Le plus contraignant dans ce lycée est que nous avons été obligés d’annoncer le club de sport auquel nous allons nous inscrire et ça pour l’automne, l’hiver et le printemps. Donovan n’a pas eu de mal. Il a pris football américain, squash et la crosse. Moi, j’ai opté pour le soccer et le hockey plutôt que le squash et j’aurai la crosse également. Apparemment, Everett Wallace Academy , aussi EWA, est renommée pour ses trophées et coupes en tout genre. Comme si nous n’avions que ça à faire… En plus, nous devons nous conformer aux règles. À savoir, porter l’uniforme en plus de cette horrible cravate et loger sur le campus, dans le bâtiment Manning. Nous avons pu choisir l’option d’être seuls dans nos chambres. Pour quelques milliers de dollars en plus, cela va sans dire.
Donovan m’entraîne hors du bâtiment. Le soleil de la fin de l’été nous accueille.

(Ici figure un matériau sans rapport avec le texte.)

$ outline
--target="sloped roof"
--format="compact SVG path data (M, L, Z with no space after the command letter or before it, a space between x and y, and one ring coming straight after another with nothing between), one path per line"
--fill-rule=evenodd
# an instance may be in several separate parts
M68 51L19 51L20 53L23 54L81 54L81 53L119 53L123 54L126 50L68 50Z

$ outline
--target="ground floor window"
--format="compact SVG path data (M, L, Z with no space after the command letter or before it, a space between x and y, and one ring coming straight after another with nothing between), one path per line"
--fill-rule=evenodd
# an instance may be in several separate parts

Nous sommes au mois d’août. Il a fallu arriver un peu plus tôt pour bien préparer la rentrée. Le campus est boisé et verdoyant, on ne dirait pas qu’on est à cinquante kilomètres de Boston. Mes yeux sont rivés sur les documents que nous a fournis Berg. Il y a un plan du campus. Celui-ci est gigantesque. Il y a presque un bâtiment pour chaque matière, plusieurs bibliothèques, un self, un nombre incalculable d’infrastructures sportives et de constructions réservées aux divers clubs. Il y en a plus d’une centaine.

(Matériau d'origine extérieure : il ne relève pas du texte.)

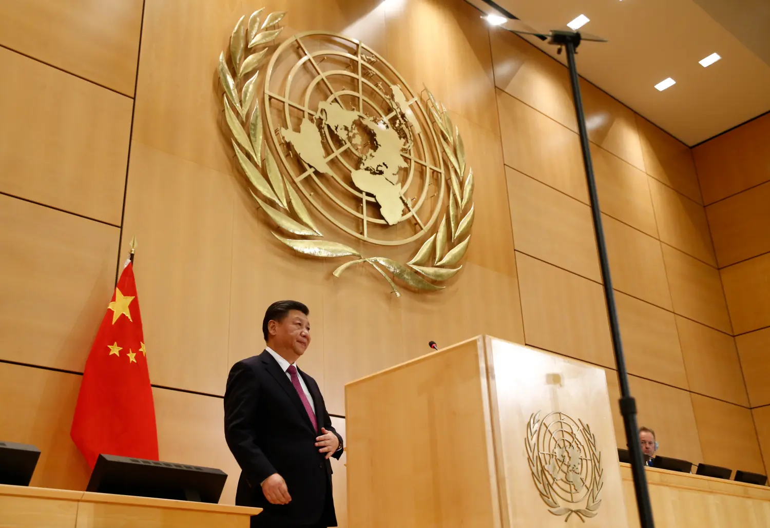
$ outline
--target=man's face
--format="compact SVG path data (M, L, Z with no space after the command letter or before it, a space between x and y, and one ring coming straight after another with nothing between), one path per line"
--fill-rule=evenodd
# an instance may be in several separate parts
M641 452L648 456L655 455L655 437L649 431L639 433L639 443L641 443Z
M276 346L302 356L310 345L310 322L300 310L291 310L282 321L268 323L270 341Z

Des enceintes réparties un peu partout sur le campus diffusent la radio officielle d’EWA. Il y a aussi des distributeurs de journaux, dont celui du campus. D’après ce que j’ai compris, c’est le plus vieux des États-Unis. Donovan en achète deux et m’en donne un avec une mine ravie.
— Les clubs les plus intéressants doivent y faire leur pub ! C’est le meilleur moyen de trouver ce qu’on cherche, appuie-t-il.
Ça ne fait que commencer et je regrette déjà d’avoir opté pour le plan de Donovan.